Printed Date: Saturday, August 8, 2020

Mangroves to help combat climate change

 

 

 

 

 

 

 

 

 

Scientists from 13 research institutions across the country are studying the carbon sequestration potential of mangroves, under plans to use the species to build resilience to climate change in the coastal regions and islands in India.

 

 

The scientists drawn from nine CSIR institutes, IIT, Kharagpur, University of Calcutta, Fishery Survey of India and Space Applications Centre are part of a multidisciplinary project named Vulnerability Assessment and Development of Adaptation Strategies for Climate Change Impact with special reference to the coastal and island ecosystem of India (VACCIN). One of the objectives of the project is to create a databank on carbon sequestration by 21 dominant mangrove species in India. Mangroves have proved to be nature’s defence against the tsunami that struck South India in 2004, says J. Sundaresan, nodal officer, VACCIN. “By sequestering atmospheric carbon, they have the potential to act as carbon sinks. Evaluating this ecosystem service will help to prevent mangrove deforestation and reduce the effects of climate change,” he says.

 

 

The project is expected to help the country meet its climate change commitments by including the carbon sequestered by mangroves in the national inventory of greenhouse gases. It would also help the implement carbon credit programmes and provide an incentive for protection and sustainable use of mangrove forests.

 

 

VACCIN involves a pioneering attempt to study the carbon sequestration of the coastal environment.
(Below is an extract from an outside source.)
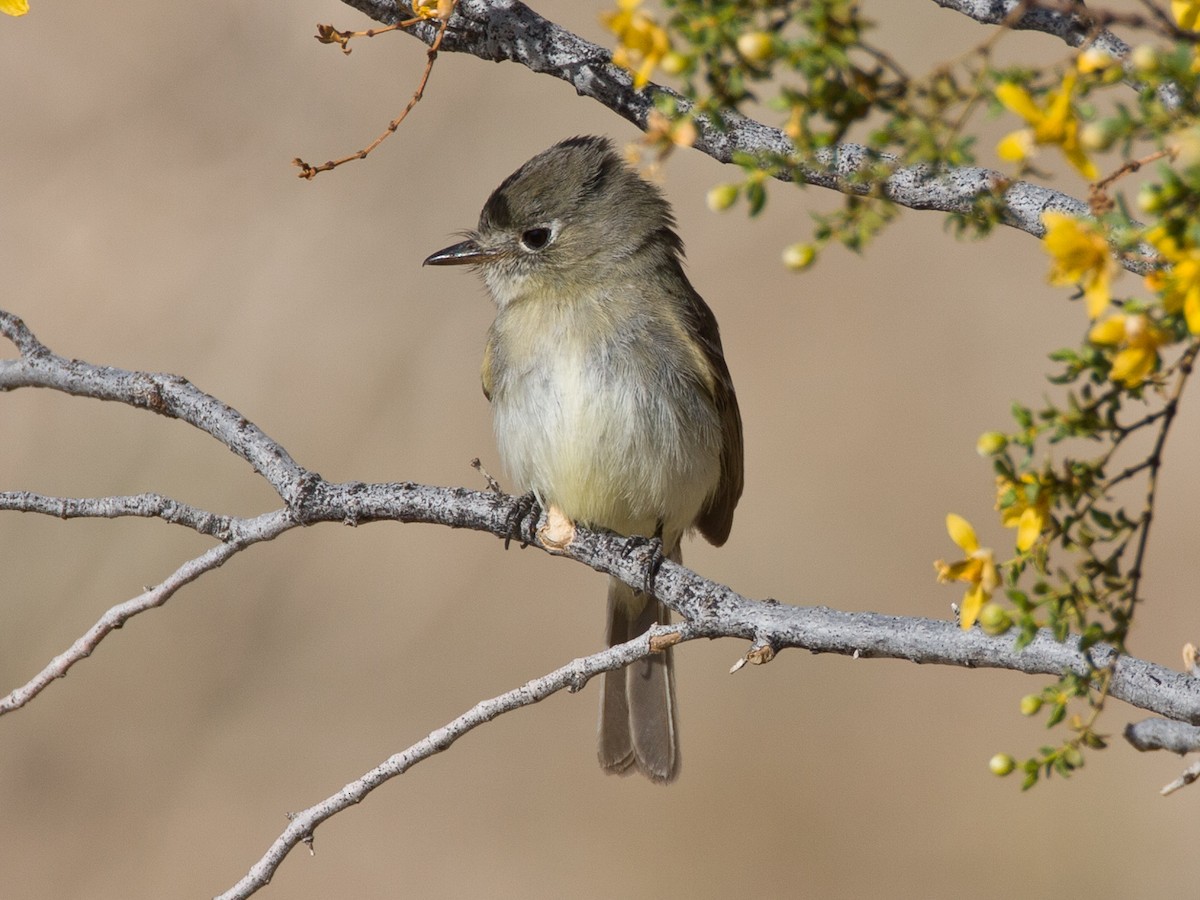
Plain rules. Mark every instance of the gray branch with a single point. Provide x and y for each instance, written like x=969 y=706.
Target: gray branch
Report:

It will provide an advantageous position to the carbon trading and carbon management strategy of Indian industry, says the project review document.

 

 

According to a manual published as part of the project, mangrove destruction can release large quantities of stored carbon and exacerbate global warming trends, while mangrove rehabilitation will increase sequestering of carbon.

 

 

The unique mangrove ecosystem protects the coastal landmass from storm surges, tropical cyclone, high winds, tidal bores, seawater seepage and intrusion. It also acts as a flood control barrier and binder of sediments, helping to combat climate change- induced sea level rise that poses a threat to islands and coastal regions.

 

 

Of the 4,445 sq km of mangrove forests in India, West Bengal has the largest area of 2,118 sq km, followed by Gujarat 936 sq km and Andaman and Nicobar with 637 sq km. Kerala has just eight sq km of mangroves.